Question 5: The fifth question connects to our school’s character education efforts. At SAVHS we place a priority on building better people, not just better athletes. Each week our programs lead a lesson intended to focus on character development. I always enjoy asking athletes their thoughts about these lessons. It helps us improve our program and hone in on our future direction.
Question 6: The last question before asking athletes to plot their coach on the coaching continuum is open-ended. I want our athletes to have the ability to tell me anything they think their AD should be aware of, even if it is totally unrelated to my first questions.
Final activity: The visual activity also comes from Ehrmann and InSideOut Coaching. It is another opportunity to discuss common language with our athletes and the results give the coach a very clear and quick understanding of how their athletes view them. Sometimes coaches have a very different perception of themselves versus what their athletes hear, see, and feel each day. This exercise is great for our athletes and provides important insight for our coaches.

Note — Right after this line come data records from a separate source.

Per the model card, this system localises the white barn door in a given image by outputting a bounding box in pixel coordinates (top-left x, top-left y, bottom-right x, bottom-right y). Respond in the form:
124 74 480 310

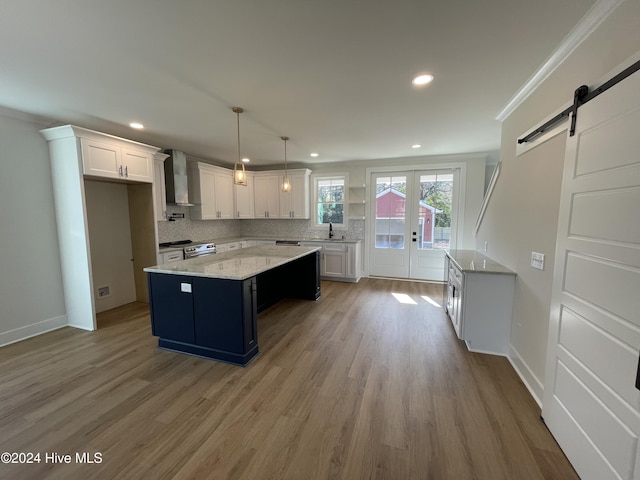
542 65 640 480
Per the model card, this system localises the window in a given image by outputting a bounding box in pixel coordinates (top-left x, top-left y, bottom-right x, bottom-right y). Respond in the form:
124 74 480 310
315 175 346 226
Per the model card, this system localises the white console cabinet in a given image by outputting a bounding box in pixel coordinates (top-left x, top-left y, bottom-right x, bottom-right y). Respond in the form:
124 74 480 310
445 250 515 355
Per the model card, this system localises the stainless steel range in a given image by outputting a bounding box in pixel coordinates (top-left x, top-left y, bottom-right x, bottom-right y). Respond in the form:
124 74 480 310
182 243 216 259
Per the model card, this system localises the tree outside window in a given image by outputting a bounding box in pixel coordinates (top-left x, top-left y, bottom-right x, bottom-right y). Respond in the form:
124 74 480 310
316 177 345 225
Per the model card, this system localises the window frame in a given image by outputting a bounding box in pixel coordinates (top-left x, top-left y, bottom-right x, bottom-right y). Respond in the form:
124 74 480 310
311 172 349 230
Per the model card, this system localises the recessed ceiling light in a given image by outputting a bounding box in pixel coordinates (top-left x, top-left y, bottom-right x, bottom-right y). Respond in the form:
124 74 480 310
411 73 433 87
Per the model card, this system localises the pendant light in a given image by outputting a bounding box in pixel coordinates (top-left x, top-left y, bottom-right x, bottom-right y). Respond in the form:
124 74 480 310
231 107 247 187
280 137 291 193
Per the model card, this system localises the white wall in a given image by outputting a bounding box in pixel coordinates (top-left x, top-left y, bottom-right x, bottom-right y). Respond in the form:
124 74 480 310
476 0 640 403
0 109 67 345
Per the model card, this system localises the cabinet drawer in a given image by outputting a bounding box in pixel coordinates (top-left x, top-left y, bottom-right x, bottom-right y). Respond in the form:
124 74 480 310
162 250 183 263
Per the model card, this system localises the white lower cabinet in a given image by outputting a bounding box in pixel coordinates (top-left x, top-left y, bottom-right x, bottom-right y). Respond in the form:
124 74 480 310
445 256 515 355
320 243 347 278
301 241 361 283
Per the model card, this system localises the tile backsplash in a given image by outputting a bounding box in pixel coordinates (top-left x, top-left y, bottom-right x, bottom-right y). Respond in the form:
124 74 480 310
158 206 364 242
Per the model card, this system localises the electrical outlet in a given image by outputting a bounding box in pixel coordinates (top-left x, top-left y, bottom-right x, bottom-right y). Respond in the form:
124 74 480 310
531 252 544 270
98 285 111 298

Once done with the student exit interviews, I compile all the information from each student interview and create a final document I share with coaches at their post-season meeting. While it is important to remind our coaches the information is coming from the eyes of a teenager and that sometimes their reality is different from ours. Our coaches are very good about accepting the useful information from this feedback and incorporating the ideas into their coaching. This student feedback is consistently some of the best feedback they receive.
There is one other outcome worth mentioning. Through student exit interviews, you will gather a lot of great input about the great relationships and experiences coaches build and create. As we move the definition of success away from a win-at-all-costs mentality, the time spent and information gleaned gathering testimonials from student-athletes about how great a coach made them feel, how much they enjoyed their experiences, and that the coach truly is transformational, is worth its weight in gold!